Christian Huitema's blog

Cloudy sky, waves on the sea, the sun is
shining

Locator-ID split in a new transport protocol

15 Apr 2012

It seems that the Internet engineers like to periodically revisit old discussions. For example, every year or so, there will be intense exchanges on the IETF mailing list on the continuous use of ASCII for formatting RFC. The discussion will explore a variety of options before choosing to just maintain the status-quo. Of course ASCII RFC is just one of these recurring topics. There are a couple more, notably the "ID-locator separation," which periodically resurfaces as one of the opportunity that was supposedly missed during the selection of IP next generation, now IPv6.

The ID-locator separation argument is fundamentally about routing, and how to scale the routing infrastructure to match an ever larger Internet. In the current Internet, IP addresses have two roles. They tell the network the destination of a packet, i.e. the location of the target, and they tell to the TCP layer the context of the packet, i.e. the identification of the peer. The argument is that if we separated these two roles, for example by splitting the address in two parts, we could use one part as a host identifier that never changes, and another part as a "locator" that could be changed in time to accommodate multi-homing and mobility, or to facilitate NAT traversal. TCP connections would be identified by the identifier part, and that same identifier part could also be used by firewalls and other filters.

The proposal looks nice, but it is actually quite hard to deploy. The proposal makes most sense if the locators can be rewritten inside the network, e.g. when crossing the boundaries between management areas, but that can only be done if we design and deploy a new service that retrieves the adequate "locator" for the identifier. This seems expensive, and the practical solutions are merely variations of NAT, which only rewrite the locators when entering a "private" network. But more importantly, the proposals belong to the "infrastructure" category, i.e. new functions that must be deployed by everybody before anybody reaches the full benefits. That means deploying new TCP stacks in pretty much every host and every router of the Internet. We saw with IPv6 how long this kind of deployment takes. See you back in 10 years!

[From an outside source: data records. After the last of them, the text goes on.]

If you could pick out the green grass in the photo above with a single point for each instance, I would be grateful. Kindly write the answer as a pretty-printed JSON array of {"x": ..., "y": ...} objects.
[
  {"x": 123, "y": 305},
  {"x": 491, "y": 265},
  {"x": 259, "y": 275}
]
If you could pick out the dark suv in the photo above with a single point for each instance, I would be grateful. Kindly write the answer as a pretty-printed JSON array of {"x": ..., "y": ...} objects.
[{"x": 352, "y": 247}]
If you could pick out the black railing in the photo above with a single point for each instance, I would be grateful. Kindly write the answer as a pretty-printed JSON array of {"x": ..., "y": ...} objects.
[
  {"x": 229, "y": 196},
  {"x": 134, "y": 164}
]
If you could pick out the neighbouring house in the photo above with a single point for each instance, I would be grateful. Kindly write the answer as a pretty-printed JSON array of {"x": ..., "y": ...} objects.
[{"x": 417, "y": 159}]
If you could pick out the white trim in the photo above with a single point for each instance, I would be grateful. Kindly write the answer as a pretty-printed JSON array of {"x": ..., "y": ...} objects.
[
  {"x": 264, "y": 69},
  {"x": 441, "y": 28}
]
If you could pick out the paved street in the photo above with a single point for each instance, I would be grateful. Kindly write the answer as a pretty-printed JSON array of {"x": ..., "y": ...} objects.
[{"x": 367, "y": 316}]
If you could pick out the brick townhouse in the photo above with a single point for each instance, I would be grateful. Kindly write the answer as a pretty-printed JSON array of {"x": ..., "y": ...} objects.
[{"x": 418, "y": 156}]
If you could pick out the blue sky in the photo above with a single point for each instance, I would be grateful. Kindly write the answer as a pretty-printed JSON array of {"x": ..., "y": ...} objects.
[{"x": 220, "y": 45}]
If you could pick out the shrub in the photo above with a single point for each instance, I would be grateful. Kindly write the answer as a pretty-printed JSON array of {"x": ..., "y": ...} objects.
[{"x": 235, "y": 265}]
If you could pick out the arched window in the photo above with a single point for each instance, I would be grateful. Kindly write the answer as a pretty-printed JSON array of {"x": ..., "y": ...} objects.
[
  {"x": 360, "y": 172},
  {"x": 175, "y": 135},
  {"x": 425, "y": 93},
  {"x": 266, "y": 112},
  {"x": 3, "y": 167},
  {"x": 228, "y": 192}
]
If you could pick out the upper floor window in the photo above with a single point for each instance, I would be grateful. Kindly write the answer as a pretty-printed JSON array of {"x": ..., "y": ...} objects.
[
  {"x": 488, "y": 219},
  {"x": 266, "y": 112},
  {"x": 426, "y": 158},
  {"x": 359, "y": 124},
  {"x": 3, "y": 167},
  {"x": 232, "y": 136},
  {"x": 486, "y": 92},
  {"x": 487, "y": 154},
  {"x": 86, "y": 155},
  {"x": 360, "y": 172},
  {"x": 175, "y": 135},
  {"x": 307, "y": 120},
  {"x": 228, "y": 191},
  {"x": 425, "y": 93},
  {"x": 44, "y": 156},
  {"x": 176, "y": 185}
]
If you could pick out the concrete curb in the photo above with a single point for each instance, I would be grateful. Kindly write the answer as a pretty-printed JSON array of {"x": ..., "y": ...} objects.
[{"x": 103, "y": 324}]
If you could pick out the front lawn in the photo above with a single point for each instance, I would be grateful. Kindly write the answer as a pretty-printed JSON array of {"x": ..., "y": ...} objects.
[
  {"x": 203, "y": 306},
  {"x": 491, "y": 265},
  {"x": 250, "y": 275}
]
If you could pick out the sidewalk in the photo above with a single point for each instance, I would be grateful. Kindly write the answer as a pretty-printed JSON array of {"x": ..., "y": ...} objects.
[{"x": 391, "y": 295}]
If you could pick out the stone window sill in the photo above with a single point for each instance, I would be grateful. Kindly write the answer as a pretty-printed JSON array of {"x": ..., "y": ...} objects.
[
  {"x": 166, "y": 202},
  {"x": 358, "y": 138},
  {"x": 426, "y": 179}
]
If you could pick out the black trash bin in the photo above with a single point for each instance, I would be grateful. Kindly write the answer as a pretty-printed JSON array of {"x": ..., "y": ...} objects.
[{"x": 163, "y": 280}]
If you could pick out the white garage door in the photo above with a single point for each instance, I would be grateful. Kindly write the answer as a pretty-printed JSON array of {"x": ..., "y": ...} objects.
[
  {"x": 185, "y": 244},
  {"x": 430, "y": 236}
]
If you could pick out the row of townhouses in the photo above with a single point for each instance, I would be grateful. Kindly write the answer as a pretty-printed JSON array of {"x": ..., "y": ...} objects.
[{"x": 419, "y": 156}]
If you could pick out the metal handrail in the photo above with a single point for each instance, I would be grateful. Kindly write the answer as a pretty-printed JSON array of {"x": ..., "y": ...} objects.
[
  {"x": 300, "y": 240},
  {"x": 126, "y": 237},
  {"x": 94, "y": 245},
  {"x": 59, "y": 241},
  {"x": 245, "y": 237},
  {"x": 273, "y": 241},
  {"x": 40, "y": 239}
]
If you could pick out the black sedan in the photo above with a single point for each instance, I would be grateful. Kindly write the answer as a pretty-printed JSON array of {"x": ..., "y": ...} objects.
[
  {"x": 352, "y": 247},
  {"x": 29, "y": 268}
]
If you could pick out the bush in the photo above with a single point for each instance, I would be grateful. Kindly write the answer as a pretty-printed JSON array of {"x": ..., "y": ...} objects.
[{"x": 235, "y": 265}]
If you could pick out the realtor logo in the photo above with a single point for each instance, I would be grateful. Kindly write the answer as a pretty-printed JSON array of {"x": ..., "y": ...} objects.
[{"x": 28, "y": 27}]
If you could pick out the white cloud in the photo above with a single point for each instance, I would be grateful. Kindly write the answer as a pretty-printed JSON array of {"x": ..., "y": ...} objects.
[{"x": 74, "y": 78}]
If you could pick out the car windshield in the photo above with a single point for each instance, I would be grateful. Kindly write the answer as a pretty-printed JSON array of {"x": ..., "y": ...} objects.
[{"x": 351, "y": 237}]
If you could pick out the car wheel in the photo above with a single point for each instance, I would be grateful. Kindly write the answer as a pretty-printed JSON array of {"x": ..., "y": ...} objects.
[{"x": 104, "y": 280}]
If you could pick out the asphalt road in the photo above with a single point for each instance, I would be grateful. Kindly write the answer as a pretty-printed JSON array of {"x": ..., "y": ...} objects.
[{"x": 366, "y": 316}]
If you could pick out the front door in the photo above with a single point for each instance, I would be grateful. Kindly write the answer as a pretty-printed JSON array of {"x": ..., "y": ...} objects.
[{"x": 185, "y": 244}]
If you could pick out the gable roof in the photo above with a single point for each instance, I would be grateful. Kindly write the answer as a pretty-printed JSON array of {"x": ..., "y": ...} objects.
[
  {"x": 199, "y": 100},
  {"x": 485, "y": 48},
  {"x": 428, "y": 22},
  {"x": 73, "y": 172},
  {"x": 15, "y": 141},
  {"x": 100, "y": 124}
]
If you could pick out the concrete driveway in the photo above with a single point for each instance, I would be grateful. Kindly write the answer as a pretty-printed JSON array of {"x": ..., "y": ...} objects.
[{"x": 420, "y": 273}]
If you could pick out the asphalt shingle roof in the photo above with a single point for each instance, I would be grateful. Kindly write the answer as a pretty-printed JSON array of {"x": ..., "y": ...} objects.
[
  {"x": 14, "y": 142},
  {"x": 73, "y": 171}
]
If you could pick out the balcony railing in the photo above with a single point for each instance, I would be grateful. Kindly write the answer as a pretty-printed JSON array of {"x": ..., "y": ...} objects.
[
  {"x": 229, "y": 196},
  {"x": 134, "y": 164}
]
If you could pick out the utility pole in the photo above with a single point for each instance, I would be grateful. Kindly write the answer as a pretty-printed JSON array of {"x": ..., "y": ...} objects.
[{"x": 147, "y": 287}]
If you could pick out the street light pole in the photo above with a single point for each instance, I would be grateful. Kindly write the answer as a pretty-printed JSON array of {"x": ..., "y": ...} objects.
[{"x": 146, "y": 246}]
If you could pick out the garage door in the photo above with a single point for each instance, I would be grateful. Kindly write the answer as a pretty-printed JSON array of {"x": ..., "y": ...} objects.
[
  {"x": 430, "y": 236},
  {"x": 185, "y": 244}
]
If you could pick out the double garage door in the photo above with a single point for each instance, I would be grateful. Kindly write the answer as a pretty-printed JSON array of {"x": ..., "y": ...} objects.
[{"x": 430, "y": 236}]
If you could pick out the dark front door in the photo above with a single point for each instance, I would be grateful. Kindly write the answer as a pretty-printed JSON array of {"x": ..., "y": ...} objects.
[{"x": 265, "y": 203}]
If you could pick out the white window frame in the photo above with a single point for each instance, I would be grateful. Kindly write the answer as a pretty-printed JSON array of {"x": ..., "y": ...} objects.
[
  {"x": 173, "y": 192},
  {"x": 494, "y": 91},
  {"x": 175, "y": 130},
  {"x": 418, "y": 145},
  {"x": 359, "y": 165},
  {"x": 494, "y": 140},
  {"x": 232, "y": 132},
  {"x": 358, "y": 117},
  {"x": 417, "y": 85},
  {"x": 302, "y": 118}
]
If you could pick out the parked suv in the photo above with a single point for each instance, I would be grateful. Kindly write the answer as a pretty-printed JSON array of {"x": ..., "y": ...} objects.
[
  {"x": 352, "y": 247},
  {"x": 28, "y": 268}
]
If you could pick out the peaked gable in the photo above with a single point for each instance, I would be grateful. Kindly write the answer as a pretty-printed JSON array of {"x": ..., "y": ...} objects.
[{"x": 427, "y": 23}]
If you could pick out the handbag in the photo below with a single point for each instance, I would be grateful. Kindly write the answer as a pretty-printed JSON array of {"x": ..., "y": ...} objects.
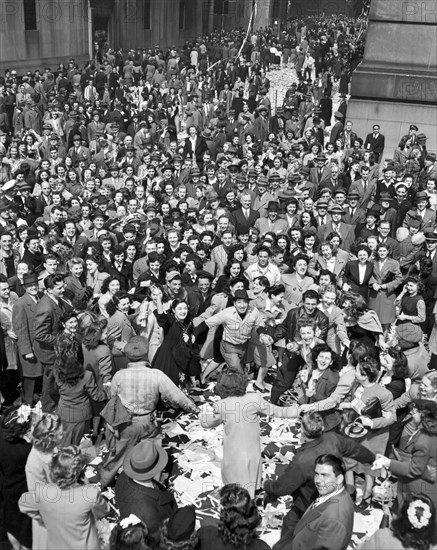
[
  {"x": 372, "y": 409},
  {"x": 428, "y": 475}
]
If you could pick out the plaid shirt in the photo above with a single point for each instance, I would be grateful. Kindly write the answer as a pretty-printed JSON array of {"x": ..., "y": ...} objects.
[
  {"x": 140, "y": 388},
  {"x": 235, "y": 329}
]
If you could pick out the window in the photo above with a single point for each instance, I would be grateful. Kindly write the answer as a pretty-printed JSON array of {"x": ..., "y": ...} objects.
[
  {"x": 29, "y": 8},
  {"x": 221, "y": 7},
  {"x": 182, "y": 14},
  {"x": 147, "y": 9}
]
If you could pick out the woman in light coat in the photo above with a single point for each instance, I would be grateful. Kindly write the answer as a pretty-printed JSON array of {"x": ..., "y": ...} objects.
[
  {"x": 238, "y": 411},
  {"x": 385, "y": 280}
]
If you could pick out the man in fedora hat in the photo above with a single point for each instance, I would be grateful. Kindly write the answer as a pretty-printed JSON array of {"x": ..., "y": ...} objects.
[
  {"x": 298, "y": 478},
  {"x": 139, "y": 389},
  {"x": 427, "y": 215},
  {"x": 238, "y": 321},
  {"x": 23, "y": 320},
  {"x": 263, "y": 197},
  {"x": 336, "y": 225},
  {"x": 138, "y": 489},
  {"x": 375, "y": 142},
  {"x": 272, "y": 223},
  {"x": 245, "y": 217},
  {"x": 321, "y": 173},
  {"x": 365, "y": 187}
]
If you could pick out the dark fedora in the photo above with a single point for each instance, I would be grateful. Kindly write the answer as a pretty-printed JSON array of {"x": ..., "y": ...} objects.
[
  {"x": 144, "y": 461},
  {"x": 241, "y": 295},
  {"x": 272, "y": 206},
  {"x": 29, "y": 279}
]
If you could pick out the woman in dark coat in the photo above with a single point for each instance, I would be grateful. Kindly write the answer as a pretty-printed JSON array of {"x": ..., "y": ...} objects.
[
  {"x": 322, "y": 382},
  {"x": 177, "y": 356},
  {"x": 239, "y": 518},
  {"x": 357, "y": 273},
  {"x": 14, "y": 450},
  {"x": 385, "y": 280},
  {"x": 415, "y": 465}
]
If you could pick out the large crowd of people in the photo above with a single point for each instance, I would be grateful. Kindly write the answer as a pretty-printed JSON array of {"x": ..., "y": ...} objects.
[{"x": 165, "y": 229}]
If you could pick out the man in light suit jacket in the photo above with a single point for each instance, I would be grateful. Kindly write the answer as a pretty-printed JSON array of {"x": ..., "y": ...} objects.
[
  {"x": 262, "y": 198},
  {"x": 47, "y": 326},
  {"x": 328, "y": 522},
  {"x": 245, "y": 217},
  {"x": 364, "y": 187},
  {"x": 353, "y": 213},
  {"x": 23, "y": 319},
  {"x": 321, "y": 174},
  {"x": 427, "y": 215},
  {"x": 375, "y": 142},
  {"x": 345, "y": 231},
  {"x": 272, "y": 223},
  {"x": 298, "y": 478}
]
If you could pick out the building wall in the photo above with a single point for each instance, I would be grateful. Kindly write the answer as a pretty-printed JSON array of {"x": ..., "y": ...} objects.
[
  {"x": 62, "y": 31},
  {"x": 126, "y": 28}
]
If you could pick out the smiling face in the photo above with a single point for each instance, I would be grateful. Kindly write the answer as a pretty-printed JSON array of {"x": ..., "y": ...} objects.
[
  {"x": 181, "y": 311},
  {"x": 325, "y": 479},
  {"x": 324, "y": 360}
]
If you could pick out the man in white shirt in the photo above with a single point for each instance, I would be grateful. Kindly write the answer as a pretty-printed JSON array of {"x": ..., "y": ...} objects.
[
  {"x": 263, "y": 267},
  {"x": 328, "y": 522}
]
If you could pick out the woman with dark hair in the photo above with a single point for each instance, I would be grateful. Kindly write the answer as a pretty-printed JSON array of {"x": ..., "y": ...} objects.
[
  {"x": 291, "y": 214},
  {"x": 269, "y": 304},
  {"x": 119, "y": 328},
  {"x": 177, "y": 357},
  {"x": 297, "y": 282},
  {"x": 394, "y": 373},
  {"x": 97, "y": 358},
  {"x": 14, "y": 452},
  {"x": 367, "y": 394},
  {"x": 76, "y": 387},
  {"x": 307, "y": 222},
  {"x": 46, "y": 435},
  {"x": 429, "y": 292},
  {"x": 130, "y": 534},
  {"x": 415, "y": 464},
  {"x": 411, "y": 304},
  {"x": 362, "y": 323},
  {"x": 70, "y": 517},
  {"x": 178, "y": 532},
  {"x": 357, "y": 352},
  {"x": 413, "y": 527},
  {"x": 321, "y": 381},
  {"x": 239, "y": 253},
  {"x": 95, "y": 275},
  {"x": 357, "y": 273},
  {"x": 242, "y": 462},
  {"x": 75, "y": 280},
  {"x": 109, "y": 288},
  {"x": 146, "y": 321},
  {"x": 329, "y": 260},
  {"x": 337, "y": 338},
  {"x": 68, "y": 339},
  {"x": 239, "y": 519},
  {"x": 232, "y": 269},
  {"x": 384, "y": 281}
]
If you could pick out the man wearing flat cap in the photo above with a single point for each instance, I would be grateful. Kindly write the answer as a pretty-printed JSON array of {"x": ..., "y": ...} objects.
[
  {"x": 336, "y": 225},
  {"x": 422, "y": 210},
  {"x": 375, "y": 142},
  {"x": 272, "y": 223},
  {"x": 139, "y": 389},
  {"x": 23, "y": 320},
  {"x": 321, "y": 173}
]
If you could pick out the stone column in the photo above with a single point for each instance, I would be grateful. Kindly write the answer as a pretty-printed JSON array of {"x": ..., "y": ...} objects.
[{"x": 396, "y": 83}]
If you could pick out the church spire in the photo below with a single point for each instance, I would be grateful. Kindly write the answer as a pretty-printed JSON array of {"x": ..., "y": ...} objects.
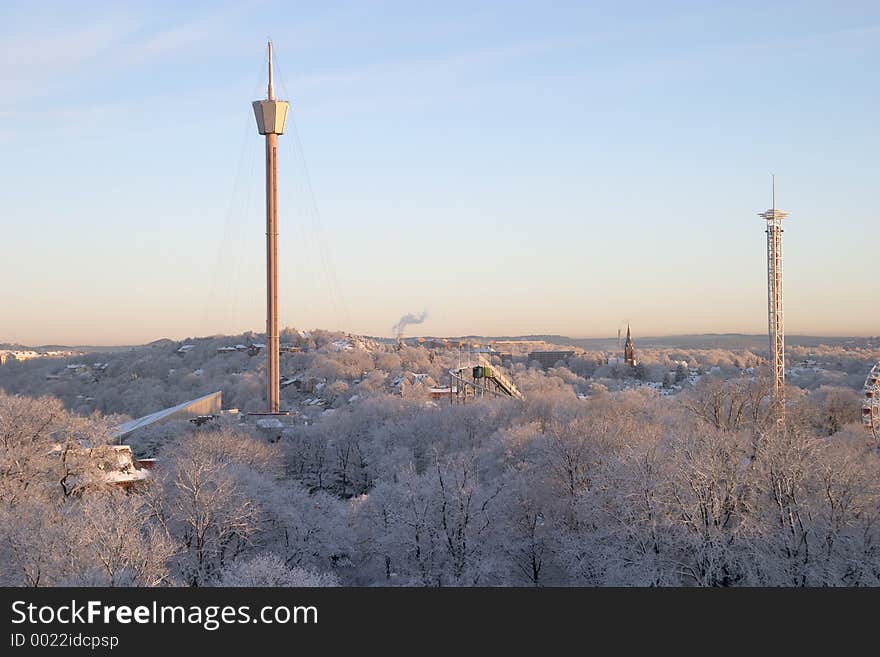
[{"x": 629, "y": 354}]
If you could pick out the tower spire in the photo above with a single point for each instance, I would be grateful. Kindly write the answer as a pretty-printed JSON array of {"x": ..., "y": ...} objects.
[
  {"x": 775, "y": 315},
  {"x": 271, "y": 116},
  {"x": 271, "y": 92}
]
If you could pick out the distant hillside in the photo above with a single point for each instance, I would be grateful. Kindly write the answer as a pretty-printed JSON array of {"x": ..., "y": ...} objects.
[{"x": 695, "y": 341}]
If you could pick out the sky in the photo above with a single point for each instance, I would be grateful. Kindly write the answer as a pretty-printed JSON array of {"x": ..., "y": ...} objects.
[{"x": 509, "y": 167}]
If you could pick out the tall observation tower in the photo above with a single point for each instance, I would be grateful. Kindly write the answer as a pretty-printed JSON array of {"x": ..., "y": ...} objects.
[
  {"x": 271, "y": 115},
  {"x": 776, "y": 319}
]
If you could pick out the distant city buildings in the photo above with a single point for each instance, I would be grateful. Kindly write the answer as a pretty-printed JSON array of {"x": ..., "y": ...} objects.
[{"x": 548, "y": 359}]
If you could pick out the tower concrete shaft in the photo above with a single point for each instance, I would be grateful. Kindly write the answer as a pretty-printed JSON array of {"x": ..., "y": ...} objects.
[
  {"x": 775, "y": 314},
  {"x": 271, "y": 115}
]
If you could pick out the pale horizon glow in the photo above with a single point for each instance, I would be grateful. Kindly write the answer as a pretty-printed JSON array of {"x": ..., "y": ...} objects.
[{"x": 534, "y": 169}]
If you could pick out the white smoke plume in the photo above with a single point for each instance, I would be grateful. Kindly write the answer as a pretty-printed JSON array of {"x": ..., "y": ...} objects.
[{"x": 406, "y": 320}]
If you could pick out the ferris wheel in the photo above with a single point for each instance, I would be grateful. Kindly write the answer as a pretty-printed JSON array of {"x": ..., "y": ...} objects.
[{"x": 871, "y": 403}]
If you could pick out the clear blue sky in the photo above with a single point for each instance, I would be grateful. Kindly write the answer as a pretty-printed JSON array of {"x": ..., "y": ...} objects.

Even if we could actually deploy it, we would have to resolve two nasty issues, security and privacy. The current linkage of address and identification provides for a minimal form of security, by checking that the return address works. If host A sends a message to host B and receives back a valid response, host A has a reasonable assumption that the initial message was delivered to the intended address, and that the response is indeed coming from host B. The assumption is false if the packet routing was somehow hacked, but hacking packet routing is hard, so there is some level of precaution. If there is no linkage between location and identity, if locators can be changed at will, we lose that minimal security.

Today, hosts get new addresses when they move to different network locations. That provides some measure of privacy. Of course hosts can still be tracked by other means, e.g. cookies, but at least the address is different. If we give hosts a strong "network identifier" that will not change with network location, we enable a new way of tracking. If the identifier cannot be changed, then network services can track users using their network identifier, even if these users take the precaution of destroying the web cookies in their browsers. Of course, the privacy issue could be mitigated by changing the identifier often, but that is contradictory with the idea of a stable identifier and a variable locator.

The more I think of it, the more I believe that the locator-ID split would be better addressed by building the ID in the transport protocol, instead of trying to redefine the network layer. Basically, the IP addresses with all their warts and their NATs become the locators, and the identifiers are entirely managed by the transport protocol. Of course, changing TCP is just as hard as changing IP, but we don't necessarily have to "change TCP." There can only be a single network protocol, but there can definitely be multiple transport protocols. We could define a new transport protocol for use by applications that want to manage multi-homing and mobility, or even NAT traversal. The broad lines are easily drawn:

Each connection has its own identifier, a large number that is independent of the IP addresses used to route the packet.
The identifier is negotiated during the initial exchange, using some cryptographic procedure.
The cryptographic procedure generates a secret key used to prove the authenticity of packets.
Packets can be sent or received through any pair of IP addresses, as long as they arrive to the destination.
Apart from the change in identifiers, the protocol behaves like TCP.

This will provide a large part of the advantages of the id/loc separation, without requiring any update to the network nodes. If I had to design it now, I would define an encapsulation on top of UDP, so that the packets could be sent across existing NAT. In fact, adding a NAT traversal function similar to ICE would enable deployment behind NAT. The main issue there is the design of the connection identifier negotiation, and its linkage to some form of host identity. There are many possibilities, from variations of Diffie-Hellman to designs similar to TLS. Clearly, that needs some work. But we would get a secure transport protocol that supports multi-homing, renumbering, mobility and NAT traversal. Seems like we should start writing the Internet drafts!